I think that some people might argue that it is best for the child to be raised by his natural parents unless there is a real risk of harm in the child's natural home.

I don't think it's a given that "that their child is better off being parented by loving, stable adoptive parents".

Are adoptive parents *always* "loving and stable"? I think I might hate that assumption just as much as you hate my assumption that birthmotherhood and grief go hand in hand, Anon.

Next time, provide a link to your blog. Have the courage of your convictions, anon. If you truly had faith in waht you're saying, you'd call this "a bunch of crap" where you could be held accountable for your words. Coward.

This is the beauty, every troll in the past couple of weeks has brought some jumping off place for exploration. Someone needs to post on what happens when the adoptive home turns out to be less than stable. Speaking for myself was talking about it at Dawn's. I know there are extreme instances like Speaking was talking about.

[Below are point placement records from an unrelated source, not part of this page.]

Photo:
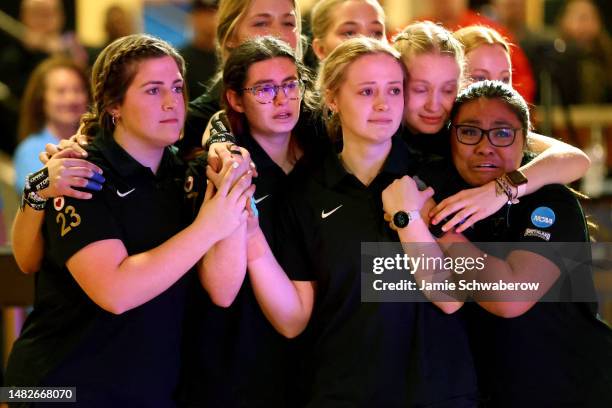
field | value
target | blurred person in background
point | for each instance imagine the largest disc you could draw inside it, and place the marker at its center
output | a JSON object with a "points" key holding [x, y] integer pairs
{"points": [[200, 54], [581, 29], [455, 14], [118, 22], [43, 36], [44, 22], [55, 98]]}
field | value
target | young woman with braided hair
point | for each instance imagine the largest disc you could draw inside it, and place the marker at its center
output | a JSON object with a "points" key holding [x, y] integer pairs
{"points": [[110, 293]]}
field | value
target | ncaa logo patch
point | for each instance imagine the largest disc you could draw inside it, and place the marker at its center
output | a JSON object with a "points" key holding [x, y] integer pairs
{"points": [[58, 203], [188, 184], [543, 217]]}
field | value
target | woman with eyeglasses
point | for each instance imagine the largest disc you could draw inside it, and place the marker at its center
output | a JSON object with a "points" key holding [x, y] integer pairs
{"points": [[360, 354], [528, 352], [233, 356], [435, 60]]}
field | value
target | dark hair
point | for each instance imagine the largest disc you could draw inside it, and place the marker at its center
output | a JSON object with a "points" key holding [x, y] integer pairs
{"points": [[114, 71], [32, 116], [495, 90], [237, 66]]}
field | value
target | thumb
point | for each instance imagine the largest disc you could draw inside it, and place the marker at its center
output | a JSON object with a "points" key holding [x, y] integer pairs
{"points": [[428, 193], [210, 186]]}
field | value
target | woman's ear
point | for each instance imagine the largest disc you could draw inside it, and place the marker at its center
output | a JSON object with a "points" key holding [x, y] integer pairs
{"points": [[319, 49], [330, 101], [235, 100]]}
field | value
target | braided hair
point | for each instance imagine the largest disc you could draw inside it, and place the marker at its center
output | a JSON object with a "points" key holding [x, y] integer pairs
{"points": [[114, 71]]}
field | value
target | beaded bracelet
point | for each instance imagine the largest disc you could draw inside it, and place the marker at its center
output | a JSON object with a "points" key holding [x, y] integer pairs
{"points": [[34, 183]]}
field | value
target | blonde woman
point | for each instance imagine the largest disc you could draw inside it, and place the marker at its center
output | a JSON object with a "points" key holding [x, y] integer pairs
{"points": [[335, 21], [435, 62], [239, 20], [362, 354]]}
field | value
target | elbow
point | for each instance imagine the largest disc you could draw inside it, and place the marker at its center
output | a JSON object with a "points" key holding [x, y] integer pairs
{"points": [[114, 308], [27, 267], [508, 310], [222, 297], [449, 307], [291, 331], [223, 301], [113, 305]]}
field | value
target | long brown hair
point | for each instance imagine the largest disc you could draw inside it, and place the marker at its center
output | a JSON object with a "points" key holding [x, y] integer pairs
{"points": [[32, 116]]}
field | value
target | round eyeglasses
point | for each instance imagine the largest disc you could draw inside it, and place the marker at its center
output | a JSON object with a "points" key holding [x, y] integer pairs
{"points": [[498, 137], [267, 92]]}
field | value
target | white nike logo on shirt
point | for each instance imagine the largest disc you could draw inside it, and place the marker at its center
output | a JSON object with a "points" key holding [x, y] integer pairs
{"points": [[259, 200], [327, 214], [120, 194]]}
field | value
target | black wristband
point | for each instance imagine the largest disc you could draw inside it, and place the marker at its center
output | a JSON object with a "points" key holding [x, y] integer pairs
{"points": [[34, 183], [38, 180], [219, 131]]}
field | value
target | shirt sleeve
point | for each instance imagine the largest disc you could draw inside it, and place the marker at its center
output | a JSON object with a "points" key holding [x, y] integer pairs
{"points": [[552, 224], [25, 161], [72, 224]]}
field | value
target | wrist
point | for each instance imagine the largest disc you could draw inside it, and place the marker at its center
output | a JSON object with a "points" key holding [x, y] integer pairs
{"points": [[34, 183], [257, 246], [402, 219]]}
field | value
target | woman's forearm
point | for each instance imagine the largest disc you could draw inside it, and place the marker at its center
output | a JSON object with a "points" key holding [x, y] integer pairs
{"points": [[557, 162]]}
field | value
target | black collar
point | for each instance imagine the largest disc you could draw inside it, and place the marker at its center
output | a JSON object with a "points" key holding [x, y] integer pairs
{"points": [[125, 165], [398, 163]]}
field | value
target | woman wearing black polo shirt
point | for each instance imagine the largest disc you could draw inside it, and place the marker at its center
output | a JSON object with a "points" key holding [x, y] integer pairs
{"points": [[527, 353], [362, 354], [434, 59], [233, 356], [109, 296]]}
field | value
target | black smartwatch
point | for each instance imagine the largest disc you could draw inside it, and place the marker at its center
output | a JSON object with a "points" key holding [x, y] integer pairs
{"points": [[401, 219], [516, 178]]}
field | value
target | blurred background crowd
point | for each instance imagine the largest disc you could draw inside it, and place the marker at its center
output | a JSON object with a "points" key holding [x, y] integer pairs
{"points": [[564, 68]]}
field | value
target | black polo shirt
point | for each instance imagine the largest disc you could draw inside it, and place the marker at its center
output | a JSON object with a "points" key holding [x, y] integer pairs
{"points": [[365, 354], [130, 359], [556, 354], [199, 112], [428, 146], [233, 356]]}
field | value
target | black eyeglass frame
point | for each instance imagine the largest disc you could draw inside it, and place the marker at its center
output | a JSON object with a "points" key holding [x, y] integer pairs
{"points": [[276, 89], [484, 132]]}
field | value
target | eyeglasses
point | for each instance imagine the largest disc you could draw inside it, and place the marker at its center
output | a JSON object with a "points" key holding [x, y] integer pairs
{"points": [[472, 135], [267, 92]]}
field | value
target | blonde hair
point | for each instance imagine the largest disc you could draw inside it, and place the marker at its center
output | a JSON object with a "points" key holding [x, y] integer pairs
{"points": [[231, 13], [32, 116], [474, 36], [333, 70], [322, 13], [426, 37], [114, 71]]}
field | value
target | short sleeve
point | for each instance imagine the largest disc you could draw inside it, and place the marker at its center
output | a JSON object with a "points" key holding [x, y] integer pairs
{"points": [[26, 161], [553, 216], [72, 224]]}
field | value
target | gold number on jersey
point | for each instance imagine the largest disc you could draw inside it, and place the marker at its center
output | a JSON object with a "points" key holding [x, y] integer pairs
{"points": [[72, 221]]}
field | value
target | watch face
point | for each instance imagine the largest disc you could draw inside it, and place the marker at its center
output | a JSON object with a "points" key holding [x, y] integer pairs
{"points": [[401, 219], [516, 177]]}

But what about the milder ones, divorce, alcoholism. Things that happen fairly often in all families. Just something to think about.

I think the "loving, stable" assumption is a double eged sword. It's an impossible standard for an adoptive family to live up to. You'd have to be SuperFamily, not just regular family.

Kateri... your post has been on my mind all day. I am so incredibly upset by the exchange of words I read over at Naked Ovary... it has truly upset me.

Your post here... is brilliant... absolutely brilliant. You inspired me (yet again) to take on this same topic from the point of view of an adoptee over on my blog.

Although I didn't even START to tackle the assumptive crap written by anon. I can only deal with so much in a single day.

So true, Kateri. I believe some adoptions get closed because parents feel they've failed to meet impossible standards.

The powers that be say they are supposed to be and remain the "stable" ones ... forever.

When domestic infant adoption happens, it is typically one person's most "unstable" or vulnerable moment meeting another's most stable or empowered moment.

Barring extreme situations, there is no reason to believe this will not change -- even reverse -- at some point.

Oh, for the day we can all just get real about this. We are human beings -- fellow strugglers in this gig called life, let alone the one called adoption.

Nobody has to be dubbed "better" or "worse" than anyone else.

Hi, just found you from This Woman's Work. This is quite a conversation, wow.

I come at everything from the experience of adoption from Korea. I had the opportunity to hear two first mothers speak at a conference in Seoul this summer. One is desperately searching for her child, the other is in an open adoption. One described the acute pain of not knowing anything about her son, the other the pain of knowing her daughter but not being able to parent her. And hearing their stories taught me that openness isn't a panacea, just a different kind of loss.

Looking forward to reading more here, glad I found your blog.

Yes so true on both counts of hangover from the adoption and working a second child into the mix. I'm sure my family would be shocked to know that I still think of my children constantly and still feel pain over it. I think my mom probably can't allow herself to think that since she was the one who so pushed me to think of adoption as "babysitting" for 9 months and to have no contact with the aparents. To just go on with my life afterwards and tell no one and pretend it never happened. Because yeah it's just my baby out there no problem just keep on going and be a good girl. I had no idea there was this ring of birthmoms out here. When I went through placement there wasn't even an internet so this is all new to me and sorry if I'm barging in but I'm just overwhelmed by this sense of relief that there are other women out there who are feeling the same thing that I am. Gotta go nurse the baby.